In a case alleging a racial spoils system in county employment under § 1981, plaintiffs pretty nearly sweep the board in this interlocutory appeal of qualified immunity. One anomaly: while hounding someone out of job for racial/retaliatory reasons enjoys no qualified immunity, recommending elimination of an employee’s job from the county budget for the same reason is absolutely protected under legislative immunity.
Bryant v. Jones, No. 06-16591 (11th Cir. Jul. 31, 2009): Although most of the legal issues are fairly straight-forward, the panel still requires 58 pages to affirm — save in one respect — denial of qualified immunity against the county officials. The County CEO and others are charged with systemically terminating white managers and replacing them with African-American ones:
“In November 2000, Vernon Jones was elected DeKalb County’s Chief Executive Officer (‘CEO’). Jones was both the youngest person elected as CEO of the county and also the first African American elected to the position. After assuming office on January 1, 2001, Jones publicly announced plans to make the employees of DeKalb County ‘look like DeKalb County.’ Jones later explained that this meant bringing a ‘darker administration’ to ‘the new DeKalb County.’ To accomplish this goal, Jones and his administration implemented an aggressive restructuring program of the county’s government.”
There white plaintiffs claim that they were exposed to a hostile work environment, calculated to force them to resign. One manager claimed that the CEO menaced her physically, and that when she complained (about losing key job duties) was told by another defendant that “she didn’t understand the geopolitical issues in DeKalb County and that she could not relate to powerful black men.” The same plaintiff was dropped from a job heading a staff of 600 people and a department with an eight-figure budget, transferred to an office in a former storage closet, and directed to color maps.
One plaintiff named Lowe — himself African-American — allegedly “refused to participate in the plan and failed to carry out any orders designed to discriminate against whites. Jones told Lowe that by refusing to assist in executing his plan he was not being a ‘team player’ and did not fully appreciate and understand what Jones was trying to accomplish.” When Lowe continued to resist, he was moved out of his position as Deputy Director and assigned to temporary tasks at the CEO’s direction. Meanwhile, Jones’s executive assistant (named Stogner) prepared a budget for the County Board of Commissioners axing Lowe’s job.
The district court in this case denied summary judgment on the defenses of qualified and (in the case of Stogner) legislative immunity. On appeal, the panel affirms the former but reverses the latter. The primary issue on the former is whether the employees made out claims for hostile work environment and constructive discharge, and the panel finds that they do.
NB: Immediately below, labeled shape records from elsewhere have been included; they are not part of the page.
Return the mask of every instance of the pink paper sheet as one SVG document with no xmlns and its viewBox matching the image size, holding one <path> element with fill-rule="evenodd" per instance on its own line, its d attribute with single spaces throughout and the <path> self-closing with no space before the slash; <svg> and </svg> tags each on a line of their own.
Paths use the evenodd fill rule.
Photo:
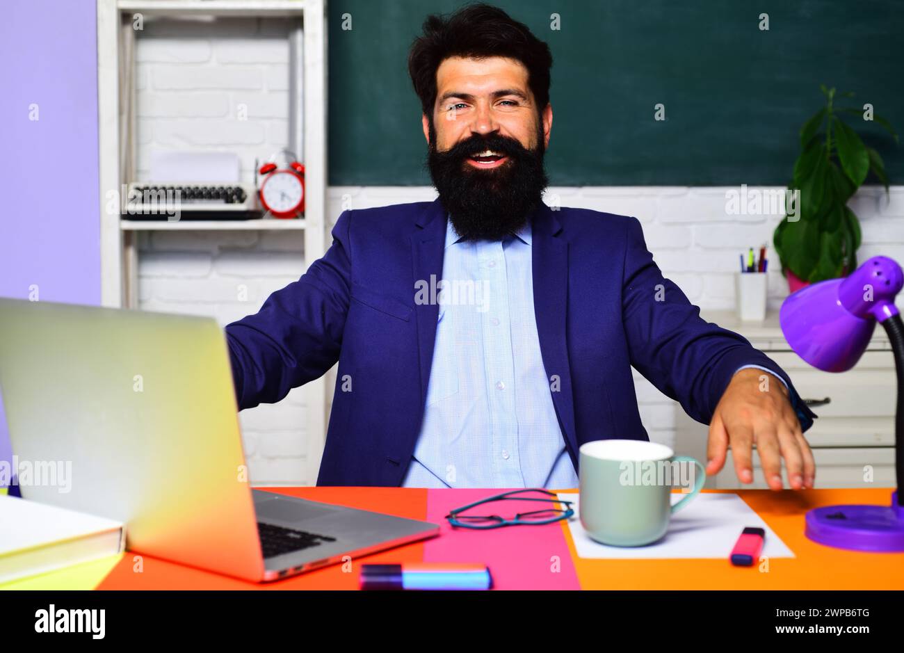
<svg viewBox="0 0 904 653">
<path fill-rule="evenodd" d="M 490 568 L 495 590 L 579 590 L 560 523 L 476 531 L 453 528 L 446 519 L 449 510 L 506 491 L 428 489 L 427 520 L 440 525 L 442 530 L 438 537 L 424 543 L 424 562 L 483 563 Z M 472 514 L 513 517 L 519 511 L 537 510 L 541 506 L 507 500 L 477 506 Z"/>
</svg>

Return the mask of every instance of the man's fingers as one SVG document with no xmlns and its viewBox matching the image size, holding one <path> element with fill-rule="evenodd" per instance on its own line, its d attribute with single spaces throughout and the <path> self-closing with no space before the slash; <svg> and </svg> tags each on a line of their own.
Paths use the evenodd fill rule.
<svg viewBox="0 0 904 653">
<path fill-rule="evenodd" d="M 772 489 L 782 488 L 782 457 L 775 427 L 769 424 L 759 426 L 757 431 L 757 451 L 763 466 L 766 482 Z"/>
<path fill-rule="evenodd" d="M 785 459 L 788 484 L 791 489 L 801 489 L 804 487 L 804 454 L 794 431 L 784 424 L 778 427 L 778 444 Z"/>
<path fill-rule="evenodd" d="M 753 482 L 751 465 L 753 429 L 746 424 L 732 424 L 726 429 L 731 442 L 731 458 L 735 461 L 735 473 L 741 483 Z"/>
<path fill-rule="evenodd" d="M 706 475 L 714 476 L 725 465 L 725 453 L 728 451 L 729 436 L 725 432 L 722 418 L 717 412 L 710 424 L 710 437 L 706 447 Z"/>
<path fill-rule="evenodd" d="M 795 433 L 795 437 L 800 444 L 800 452 L 804 457 L 804 487 L 812 489 L 816 480 L 816 461 L 813 458 L 813 451 L 810 450 L 810 443 L 801 432 Z"/>
</svg>

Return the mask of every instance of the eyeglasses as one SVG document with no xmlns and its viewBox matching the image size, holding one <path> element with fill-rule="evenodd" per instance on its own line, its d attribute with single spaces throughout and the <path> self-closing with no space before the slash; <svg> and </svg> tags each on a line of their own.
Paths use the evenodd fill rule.
<svg viewBox="0 0 904 653">
<path fill-rule="evenodd" d="M 513 496 L 524 492 L 541 492 L 555 498 Z M 461 513 L 473 508 L 475 506 L 487 504 L 492 501 L 504 501 L 506 499 L 513 499 L 515 501 L 545 501 L 547 503 L 563 504 L 565 506 L 565 509 L 562 510 L 559 508 L 548 507 L 542 510 L 517 513 L 514 516 L 514 519 L 504 519 L 498 515 L 461 515 Z M 554 492 L 548 492 L 544 489 L 532 487 L 504 492 L 501 495 L 496 495 L 495 497 L 490 497 L 485 499 L 481 499 L 480 501 L 475 501 L 473 504 L 468 504 L 467 506 L 463 506 L 460 508 L 456 508 L 447 515 L 446 518 L 449 520 L 449 524 L 453 526 L 475 528 L 478 530 L 499 528 L 501 526 L 508 525 L 540 525 L 541 524 L 552 524 L 553 522 L 561 521 L 562 519 L 568 519 L 570 517 L 574 515 L 574 509 L 571 507 L 571 501 L 562 501 L 558 498 Z"/>
</svg>

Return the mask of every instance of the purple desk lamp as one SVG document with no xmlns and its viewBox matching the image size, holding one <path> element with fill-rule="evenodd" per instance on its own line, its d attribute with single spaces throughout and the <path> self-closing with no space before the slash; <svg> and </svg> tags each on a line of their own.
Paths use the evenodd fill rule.
<svg viewBox="0 0 904 653">
<path fill-rule="evenodd" d="M 797 355 L 825 372 L 846 372 L 870 344 L 878 321 L 891 340 L 898 374 L 895 413 L 897 489 L 891 506 L 828 506 L 806 514 L 805 535 L 827 546 L 856 551 L 904 551 L 904 323 L 895 296 L 904 286 L 901 268 L 875 256 L 844 279 L 807 286 L 782 304 L 779 322 Z"/>
</svg>

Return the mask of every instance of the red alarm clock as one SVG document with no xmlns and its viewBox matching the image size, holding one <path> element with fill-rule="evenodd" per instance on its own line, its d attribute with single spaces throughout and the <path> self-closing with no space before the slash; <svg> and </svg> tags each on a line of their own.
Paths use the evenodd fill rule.
<svg viewBox="0 0 904 653">
<path fill-rule="evenodd" d="M 305 213 L 305 166 L 294 159 L 293 155 L 286 167 L 266 163 L 259 171 L 263 177 L 258 189 L 260 203 L 275 218 L 294 218 Z"/>
</svg>

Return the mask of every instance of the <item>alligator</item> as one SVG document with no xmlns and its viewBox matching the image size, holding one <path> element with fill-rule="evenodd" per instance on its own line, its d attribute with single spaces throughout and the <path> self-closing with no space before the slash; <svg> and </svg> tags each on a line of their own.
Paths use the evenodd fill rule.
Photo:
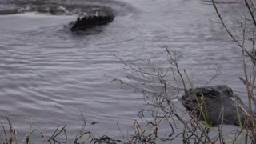
<svg viewBox="0 0 256 144">
<path fill-rule="evenodd" d="M 190 89 L 180 100 L 186 110 L 212 126 L 221 124 L 239 126 L 239 121 L 244 124 L 250 115 L 249 108 L 226 85 Z"/>
<path fill-rule="evenodd" d="M 114 20 L 113 15 L 93 15 L 78 17 L 77 21 L 73 24 L 70 30 L 72 32 L 78 30 L 86 30 L 89 28 L 95 27 L 98 26 L 106 25 Z"/>
</svg>

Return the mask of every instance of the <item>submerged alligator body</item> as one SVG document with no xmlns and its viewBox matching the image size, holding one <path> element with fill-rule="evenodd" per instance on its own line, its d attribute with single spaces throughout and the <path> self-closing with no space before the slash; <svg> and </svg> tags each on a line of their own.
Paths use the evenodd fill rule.
<svg viewBox="0 0 256 144">
<path fill-rule="evenodd" d="M 182 95 L 181 101 L 186 110 L 213 126 L 221 124 L 240 126 L 238 110 L 242 124 L 249 114 L 249 108 L 241 98 L 225 85 L 198 87 L 194 91 L 190 89 Z M 202 104 L 201 108 L 198 102 Z"/>
<path fill-rule="evenodd" d="M 93 15 L 85 16 L 82 18 L 78 18 L 77 21 L 73 24 L 70 30 L 75 32 L 78 30 L 86 30 L 89 28 L 95 27 L 98 26 L 106 25 L 114 20 L 113 15 Z"/>
</svg>

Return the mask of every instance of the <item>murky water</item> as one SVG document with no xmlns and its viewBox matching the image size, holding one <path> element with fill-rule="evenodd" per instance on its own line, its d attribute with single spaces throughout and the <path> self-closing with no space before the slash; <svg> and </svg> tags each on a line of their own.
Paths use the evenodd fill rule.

The panel holds that in the face of a constructive discharge claim based on a hostile work environment, the defendants might have an affirmative defense — “An employer may defend against [a constructive discharge claim] by showing both (1) that it had installed a readily accessible and effective policy for reporting and resolving complaints of [discrimination], and (2) that the plaintiff unreasonably failed to avail herself of that employer-provided preventive or remedial apparatus” (Pennsylvania State Police v. Suders, 542 U.S. 129, 134 (2004). (Really, though, does this defense apply when the defendant isn’t even an employer, as here? Suders was a Title VII case. Call this anomaly number two.)
The most fascinating part of the opinion, though, was the legislative immunity piece. It holds that the act of removing a job from a governmental budget is governed by absolute legislative immunity, even when the actor is in the executive branch and not associated with the deliberation or passage of the resolution. Now note well, that if the Board itself passed the budget for the express purpose of discriminating against white managers or retaliating against a dissenter, the government could be sued directly under § 1983 for an equal protection violation; but if passed innocently, without awareness of the budget-author’s intent, the Board’s budget would (it seem) be practically bullet-proof. The perfect crime? Could this really be correct?
(Perhaps this is a third anomaly, but check out the docket number — could this appeal have actually been pending for 2 and 1/2 years? I’m guessing that the number must belong to a prior interlocutory appeal, but who knows? I tried to check out the Eleventh Circuit docket sheet, but it is not accessible on PACER except by separate registration.)